Transform and Bitstream Domain Image Classification
This work enables first-pass screening in resource-constrained environments like networks, but it is incremental as it applies existing methods to new data with lower performance.
The paper tackled image classification directly in compressed domains, specifically JPEG transform data and binary bitstreams, achieving top-1 accuracies of approximately 70% and 60% on the Caltech C101 database, which are significantly below the state-of-the-art (~95%).

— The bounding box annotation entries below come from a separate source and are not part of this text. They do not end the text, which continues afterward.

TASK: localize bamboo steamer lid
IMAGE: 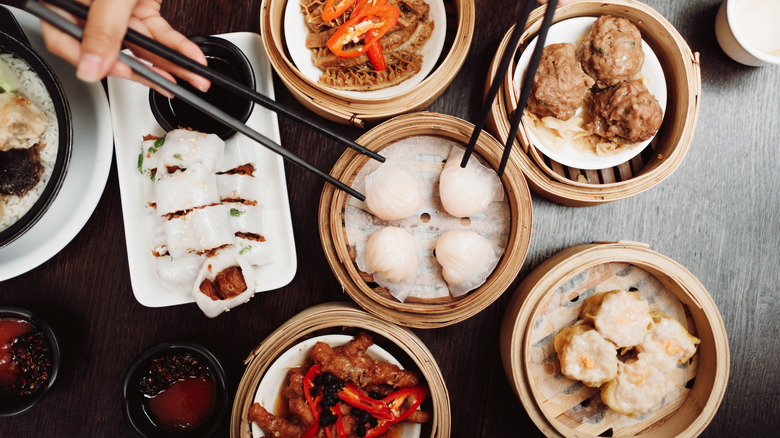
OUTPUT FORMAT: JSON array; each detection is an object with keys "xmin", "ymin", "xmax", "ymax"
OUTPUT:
[
  {"xmin": 260, "ymin": 0, "xmax": 476, "ymax": 129},
  {"xmin": 319, "ymin": 112, "xmax": 532, "ymax": 328},
  {"xmin": 500, "ymin": 242, "xmax": 730, "ymax": 438},
  {"xmin": 230, "ymin": 303, "xmax": 452, "ymax": 438},
  {"xmin": 486, "ymin": 0, "xmax": 701, "ymax": 207}
]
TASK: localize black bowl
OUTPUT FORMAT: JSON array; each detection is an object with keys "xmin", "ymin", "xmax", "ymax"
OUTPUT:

Classification of images within the compressed domain offers significant benefits. These benefits include reduced memory and computational requirements of a classification system. This paper proposes two such methods as a proof of concept: The first classifies within the JPEG image transform domain (i.e. DCT transform data); the second classifies the JPEG compressed binary bitstream directly. These two methods are implemented using Residual Network CNNs and an adapted Vision Transformer. Top-1 accuracy of approximately 70% and 60% were achieved using these methods respectively when classifying the Caltech C101 database. Although these results are significantly behind the state of the art for classification for this database (~95%), it illustrates the first time direct bitstream image classification has been achieved. This work confirms that direct bitstream image classification is possible and could be utilised in a first pass database screening of a raw bitstream (within a wired or wireless network) or where computational, memory and bandwidth requirements are severely restricted.